Later in 2016, the Amungee Northwest 1H well was spudded to begin a multistage fracture stimulation test, targeting the B Shale over a 1,000m horizontal section. The average production rate during the 57-day extended test was 1.1 million cubic feet of gas per day (MMcfg/d). Following this, Origin made a preliminary estimate of petroleum-in-place for the Velkerri B Shale Gas Pool, estimating that its acreage potentially held a gross original gas in-place volume of 496 trillion cubic feet of gas (Tcfg) and technically recoverable resources of 85 Tcfg (representing a 16% recovery/utilisation factor).
Figure 2: Origin Energy’s Beetaloo acreage with 2015-2016 well campaign
Potential Economic Impact
Further work in Origin’s campaign has stalled following a moratorium on fracking introduced on 14 September 2016 by the newly elected Labour party. Simultaneous to the moratorium, the party also commissioned a Scientific Inquiry into Hydraulic Fracturing in the Northern Territory. As part of this ongoing investigation, Origin illustrated that a large-scale project could potentially provide 400-500 terajoules of gas per day to the ECGM, based on a 400-500 well project spanning 20 years.
Further analysis in this example suggests that this could represent a life-cycle capital cost of greater than A$5.5 billion (~US$4.3 billion), based on an assumption of an average well cost of A$12 million (~US$9.4 million) and plant costs of A$5 million (~US$3.9 million) per annual PJ of capacity.
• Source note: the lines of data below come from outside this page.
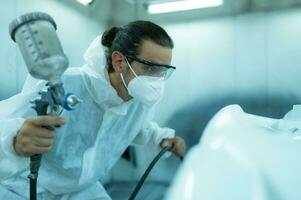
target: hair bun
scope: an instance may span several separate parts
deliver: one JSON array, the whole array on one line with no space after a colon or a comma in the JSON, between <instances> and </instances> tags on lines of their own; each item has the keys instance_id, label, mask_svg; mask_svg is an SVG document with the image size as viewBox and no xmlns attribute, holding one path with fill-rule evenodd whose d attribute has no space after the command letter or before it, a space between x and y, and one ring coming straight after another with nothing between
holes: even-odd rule
<instances>
[{"instance_id":1,"label":"hair bun","mask_svg":"<svg viewBox=\"0 0 301 200\"><path fill-rule=\"evenodd\" d=\"M112 28L107 29L102 34L101 44L105 47L110 48L112 46L112 43L113 43L117 33L121 30L122 30L122 28L120 28L120 27L112 27Z\"/></svg>"}]
</instances>

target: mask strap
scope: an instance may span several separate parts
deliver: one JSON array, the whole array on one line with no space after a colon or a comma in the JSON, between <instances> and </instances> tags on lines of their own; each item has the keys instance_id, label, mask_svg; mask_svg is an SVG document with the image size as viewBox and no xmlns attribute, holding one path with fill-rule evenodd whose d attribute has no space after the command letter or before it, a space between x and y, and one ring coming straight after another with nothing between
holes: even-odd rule
<instances>
[{"instance_id":1,"label":"mask strap","mask_svg":"<svg viewBox=\"0 0 301 200\"><path fill-rule=\"evenodd\" d=\"M124 87L125 87L127 90L129 90L128 87L127 87L126 84L125 84L125 81L124 81L124 78L123 78L122 73L120 73L120 78L121 78L121 81L122 81Z\"/></svg>"},{"instance_id":2,"label":"mask strap","mask_svg":"<svg viewBox=\"0 0 301 200\"><path fill-rule=\"evenodd\" d=\"M131 64L130 64L129 61L128 61L128 59L127 59L126 57L124 57L124 58L125 58L125 62L126 62L126 63L128 64L128 66L129 66L130 70L133 72L133 74L134 74L136 77L138 77L138 75L134 72L134 70L133 70Z\"/></svg>"}]
</instances>

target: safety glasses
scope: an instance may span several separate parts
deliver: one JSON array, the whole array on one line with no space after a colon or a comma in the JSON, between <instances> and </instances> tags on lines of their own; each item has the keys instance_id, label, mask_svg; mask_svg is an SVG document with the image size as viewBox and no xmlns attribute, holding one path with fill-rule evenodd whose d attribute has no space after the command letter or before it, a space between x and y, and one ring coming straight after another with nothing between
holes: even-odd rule
<instances>
[{"instance_id":1,"label":"safety glasses","mask_svg":"<svg viewBox=\"0 0 301 200\"><path fill-rule=\"evenodd\" d=\"M136 61L140 63L143 74L146 76L163 77L164 80L167 80L176 69L174 66L153 63L137 58L136 56L127 55L126 57L129 62Z\"/></svg>"}]
</instances>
Further to the additional long-term gas supply, the federal government and Northern Land Council would also benefit from revenues raised by royalties levied on production (which could be up to 12% and 1% respectively), and taxes including the Petroleum Resources Rent Tax, which is set at a rate of 40%, and the Corporation Tax, which ranges between 28.5% and 30%.
Origin’s exploration campaign is still in its infancy but has highlighted the possibility of significant unconventional potential in the Beetaloo Basin and perhaps beyond. This is further mirrored by other exploration companies and the US Energy Information Administration, which have suggested that the Velkerri shales may extend into the McArthur Basin, and that the technically recoverable shale resources in Australia could potentially be >400 Tcfg.
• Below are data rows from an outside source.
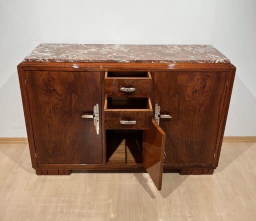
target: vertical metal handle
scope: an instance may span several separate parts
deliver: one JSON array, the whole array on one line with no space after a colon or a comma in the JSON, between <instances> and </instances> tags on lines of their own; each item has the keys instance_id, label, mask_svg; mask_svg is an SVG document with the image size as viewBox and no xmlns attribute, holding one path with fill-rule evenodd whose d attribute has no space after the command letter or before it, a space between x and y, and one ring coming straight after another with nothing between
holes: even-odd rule
<instances>
[{"instance_id":1,"label":"vertical metal handle","mask_svg":"<svg viewBox=\"0 0 256 221\"><path fill-rule=\"evenodd\" d=\"M160 114L160 105L158 104L155 104L155 115L154 119L158 125L160 123L160 118L162 119L171 119L172 117L169 114Z\"/></svg>"},{"instance_id":2,"label":"vertical metal handle","mask_svg":"<svg viewBox=\"0 0 256 221\"><path fill-rule=\"evenodd\" d=\"M93 119L93 124L96 129L96 133L99 134L99 104L96 104L93 107L93 114L84 114L82 116L83 118L92 118Z\"/></svg>"}]
</instances>

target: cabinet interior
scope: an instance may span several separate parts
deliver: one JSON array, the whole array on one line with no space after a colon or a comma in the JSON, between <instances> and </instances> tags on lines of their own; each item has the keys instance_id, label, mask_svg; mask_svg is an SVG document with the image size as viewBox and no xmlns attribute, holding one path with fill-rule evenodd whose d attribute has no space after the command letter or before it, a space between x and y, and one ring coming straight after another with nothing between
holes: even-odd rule
<instances>
[{"instance_id":1,"label":"cabinet interior","mask_svg":"<svg viewBox=\"0 0 256 221\"><path fill-rule=\"evenodd\" d=\"M147 71L110 71L108 72L107 77L148 77Z\"/></svg>"},{"instance_id":2,"label":"cabinet interior","mask_svg":"<svg viewBox=\"0 0 256 221\"><path fill-rule=\"evenodd\" d=\"M107 162L142 162L143 131L106 130Z\"/></svg>"},{"instance_id":3,"label":"cabinet interior","mask_svg":"<svg viewBox=\"0 0 256 221\"><path fill-rule=\"evenodd\" d=\"M148 98L108 97L106 109L150 109Z\"/></svg>"}]
</instances>

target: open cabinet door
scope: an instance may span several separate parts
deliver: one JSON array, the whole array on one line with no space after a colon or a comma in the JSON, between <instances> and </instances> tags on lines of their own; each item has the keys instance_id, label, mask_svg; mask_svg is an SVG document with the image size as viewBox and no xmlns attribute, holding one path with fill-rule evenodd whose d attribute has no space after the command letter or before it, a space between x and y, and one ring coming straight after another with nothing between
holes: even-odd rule
<instances>
[{"instance_id":1,"label":"open cabinet door","mask_svg":"<svg viewBox=\"0 0 256 221\"><path fill-rule=\"evenodd\" d=\"M152 120L150 130L143 131L142 162L158 190L162 187L164 167L164 153L165 146L165 133Z\"/></svg>"}]
</instances>

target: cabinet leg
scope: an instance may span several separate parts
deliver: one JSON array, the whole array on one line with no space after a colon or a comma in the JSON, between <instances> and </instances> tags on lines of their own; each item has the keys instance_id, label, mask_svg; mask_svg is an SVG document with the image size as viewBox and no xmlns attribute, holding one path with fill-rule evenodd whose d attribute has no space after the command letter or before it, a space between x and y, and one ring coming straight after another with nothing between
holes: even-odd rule
<instances>
[{"instance_id":1,"label":"cabinet leg","mask_svg":"<svg viewBox=\"0 0 256 221\"><path fill-rule=\"evenodd\" d=\"M214 169L209 168L202 168L199 169L185 168L180 170L181 175L201 175L201 174L212 174Z\"/></svg>"},{"instance_id":2,"label":"cabinet leg","mask_svg":"<svg viewBox=\"0 0 256 221\"><path fill-rule=\"evenodd\" d=\"M37 175L70 175L69 169L36 169Z\"/></svg>"}]
</instances>

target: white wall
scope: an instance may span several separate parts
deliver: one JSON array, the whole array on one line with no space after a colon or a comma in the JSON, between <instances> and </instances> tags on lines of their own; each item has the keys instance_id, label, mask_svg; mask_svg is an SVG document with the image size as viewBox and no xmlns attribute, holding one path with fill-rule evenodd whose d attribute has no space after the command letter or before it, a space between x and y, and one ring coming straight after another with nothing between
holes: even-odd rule
<instances>
[{"instance_id":1,"label":"white wall","mask_svg":"<svg viewBox=\"0 0 256 221\"><path fill-rule=\"evenodd\" d=\"M26 136L17 65L41 43L212 44L236 66L225 135L256 136L254 0L0 0L0 137Z\"/></svg>"}]
</instances>

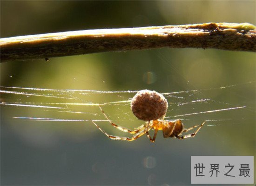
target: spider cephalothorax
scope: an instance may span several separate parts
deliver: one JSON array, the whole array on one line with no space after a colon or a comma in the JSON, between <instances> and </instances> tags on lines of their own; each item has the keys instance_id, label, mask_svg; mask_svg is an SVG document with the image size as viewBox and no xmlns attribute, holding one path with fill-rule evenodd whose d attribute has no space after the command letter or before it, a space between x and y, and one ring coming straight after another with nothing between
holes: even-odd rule
<instances>
[{"instance_id":1,"label":"spider cephalothorax","mask_svg":"<svg viewBox=\"0 0 256 186\"><path fill-rule=\"evenodd\" d=\"M205 121L200 125L195 125L185 129L181 120L174 121L164 120L164 116L168 107L167 101L162 94L155 91L148 90L139 91L132 99L131 107L135 116L140 120L147 121L144 124L133 130L130 130L112 122L100 105L99 107L106 118L113 127L123 132L133 135L131 138L109 135L101 128L94 121L92 121L101 132L112 140L132 141L146 134L150 141L154 142L157 132L159 130L162 130L163 135L165 138L169 137L183 139L195 136L205 122ZM194 133L183 136L181 135L183 132L187 132L196 127L198 128ZM155 130L153 138L148 133L148 131L151 129Z\"/></svg>"}]
</instances>

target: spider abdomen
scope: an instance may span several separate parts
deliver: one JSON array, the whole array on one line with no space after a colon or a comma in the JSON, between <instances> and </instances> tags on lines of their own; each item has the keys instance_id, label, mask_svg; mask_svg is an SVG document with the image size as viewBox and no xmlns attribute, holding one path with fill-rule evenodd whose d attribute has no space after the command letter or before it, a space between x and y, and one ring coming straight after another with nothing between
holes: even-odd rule
<instances>
[{"instance_id":1,"label":"spider abdomen","mask_svg":"<svg viewBox=\"0 0 256 186\"><path fill-rule=\"evenodd\" d=\"M133 97L131 107L138 119L148 121L163 118L168 103L162 94L145 90L138 91Z\"/></svg>"}]
</instances>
A resource this large is difficult to overlook, and with the Northern Gas Pipeline (scheduled for completion in late 2018) providing a possible transport route to the ECGM, it seems unlikely that these resources will remain undeveloped indefinitely. However, with the moratoriums and bans on fracking currently in place, and the long lead time from exploration to production, it seems remote that any progress made will remedy the forecasted gas shortage in 2018. The federal government has recognised that this legislation is exacerbating the current ECGM situation and is considering imposing penalties on states (through the redistribution of Goods & Services Tax receipts) that do not favour approving development plans based on an individual project basis.
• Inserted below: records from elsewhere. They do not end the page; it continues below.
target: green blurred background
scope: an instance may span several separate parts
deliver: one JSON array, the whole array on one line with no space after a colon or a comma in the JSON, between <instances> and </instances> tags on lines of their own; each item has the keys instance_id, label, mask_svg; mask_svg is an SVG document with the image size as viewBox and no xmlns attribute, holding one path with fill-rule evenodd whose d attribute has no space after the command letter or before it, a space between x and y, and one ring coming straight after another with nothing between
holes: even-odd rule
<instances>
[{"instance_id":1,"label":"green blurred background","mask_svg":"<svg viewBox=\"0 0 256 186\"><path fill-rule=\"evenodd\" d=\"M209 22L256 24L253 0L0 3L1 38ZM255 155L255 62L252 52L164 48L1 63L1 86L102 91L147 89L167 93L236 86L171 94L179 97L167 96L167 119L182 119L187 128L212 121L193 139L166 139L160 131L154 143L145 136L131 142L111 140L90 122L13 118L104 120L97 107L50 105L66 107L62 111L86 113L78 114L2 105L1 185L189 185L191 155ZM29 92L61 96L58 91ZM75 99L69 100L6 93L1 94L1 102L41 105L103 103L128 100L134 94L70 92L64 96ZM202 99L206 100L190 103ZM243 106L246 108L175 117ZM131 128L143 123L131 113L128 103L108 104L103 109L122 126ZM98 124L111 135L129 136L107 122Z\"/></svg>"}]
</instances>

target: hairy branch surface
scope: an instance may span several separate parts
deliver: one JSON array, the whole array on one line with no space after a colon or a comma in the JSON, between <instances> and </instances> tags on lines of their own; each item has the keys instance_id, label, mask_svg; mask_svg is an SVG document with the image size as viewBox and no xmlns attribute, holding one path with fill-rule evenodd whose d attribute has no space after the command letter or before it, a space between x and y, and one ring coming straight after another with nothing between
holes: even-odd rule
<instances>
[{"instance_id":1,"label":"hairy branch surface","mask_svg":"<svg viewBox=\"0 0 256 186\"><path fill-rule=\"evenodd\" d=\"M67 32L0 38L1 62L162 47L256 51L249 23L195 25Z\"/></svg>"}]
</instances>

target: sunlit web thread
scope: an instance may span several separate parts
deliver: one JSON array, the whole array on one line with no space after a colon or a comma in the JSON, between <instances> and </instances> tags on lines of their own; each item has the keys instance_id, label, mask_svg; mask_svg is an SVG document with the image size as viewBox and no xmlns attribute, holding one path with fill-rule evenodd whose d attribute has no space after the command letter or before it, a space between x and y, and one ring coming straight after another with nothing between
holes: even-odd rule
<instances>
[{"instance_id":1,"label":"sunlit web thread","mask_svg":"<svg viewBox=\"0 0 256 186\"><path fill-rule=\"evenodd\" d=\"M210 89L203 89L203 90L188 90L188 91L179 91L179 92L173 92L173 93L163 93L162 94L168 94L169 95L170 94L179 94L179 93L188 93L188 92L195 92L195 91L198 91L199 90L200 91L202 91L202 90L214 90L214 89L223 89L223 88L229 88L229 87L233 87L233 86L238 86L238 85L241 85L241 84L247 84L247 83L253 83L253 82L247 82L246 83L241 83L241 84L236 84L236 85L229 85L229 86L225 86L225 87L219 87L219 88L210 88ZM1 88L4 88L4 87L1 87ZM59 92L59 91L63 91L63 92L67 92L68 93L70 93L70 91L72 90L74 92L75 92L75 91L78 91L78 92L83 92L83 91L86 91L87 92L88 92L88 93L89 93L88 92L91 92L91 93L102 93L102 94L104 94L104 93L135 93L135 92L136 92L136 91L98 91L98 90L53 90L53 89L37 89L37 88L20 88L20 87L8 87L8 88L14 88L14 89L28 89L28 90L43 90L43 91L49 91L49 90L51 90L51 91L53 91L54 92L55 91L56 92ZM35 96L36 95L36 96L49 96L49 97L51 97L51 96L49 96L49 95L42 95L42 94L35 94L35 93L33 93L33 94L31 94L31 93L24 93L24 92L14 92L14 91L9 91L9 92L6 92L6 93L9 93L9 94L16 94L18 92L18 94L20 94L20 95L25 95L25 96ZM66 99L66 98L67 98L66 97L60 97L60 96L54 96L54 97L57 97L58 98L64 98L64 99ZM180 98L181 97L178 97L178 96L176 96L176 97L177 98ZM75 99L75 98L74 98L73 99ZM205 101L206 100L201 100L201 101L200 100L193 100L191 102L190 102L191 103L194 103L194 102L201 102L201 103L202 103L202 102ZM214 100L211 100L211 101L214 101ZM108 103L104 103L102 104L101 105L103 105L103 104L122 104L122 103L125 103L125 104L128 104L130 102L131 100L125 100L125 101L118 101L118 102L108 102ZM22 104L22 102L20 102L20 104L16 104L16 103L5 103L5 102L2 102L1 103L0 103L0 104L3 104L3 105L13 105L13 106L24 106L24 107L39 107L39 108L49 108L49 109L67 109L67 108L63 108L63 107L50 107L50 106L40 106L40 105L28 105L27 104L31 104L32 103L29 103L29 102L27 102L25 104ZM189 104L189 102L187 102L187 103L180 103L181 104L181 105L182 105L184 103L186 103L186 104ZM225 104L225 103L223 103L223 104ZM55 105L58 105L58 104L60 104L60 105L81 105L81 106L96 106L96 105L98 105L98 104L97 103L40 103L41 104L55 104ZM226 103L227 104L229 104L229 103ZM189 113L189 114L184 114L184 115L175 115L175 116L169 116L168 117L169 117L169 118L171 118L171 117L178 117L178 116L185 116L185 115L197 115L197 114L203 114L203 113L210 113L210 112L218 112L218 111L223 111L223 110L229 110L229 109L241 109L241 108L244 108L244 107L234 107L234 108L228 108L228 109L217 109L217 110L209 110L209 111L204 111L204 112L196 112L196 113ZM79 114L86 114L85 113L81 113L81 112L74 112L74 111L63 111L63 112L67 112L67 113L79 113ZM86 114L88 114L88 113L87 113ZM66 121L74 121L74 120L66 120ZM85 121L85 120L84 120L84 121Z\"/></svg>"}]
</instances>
Additionally, the federal government is also reviewing royalty options for landowners to incentivise exploration. A lifting of the moratoriums and bans may also help to boost the declining gas supply by increasing the number of final investment decisions taken, however this is also a function of the oil price, which is currently stunting the economic viability of some projects. To fully re-balance the market, the government also needs to address issues on the demand side. To achieve this, it may impose export limits on the three LNG projects, however this has been deemed as a temporary measure.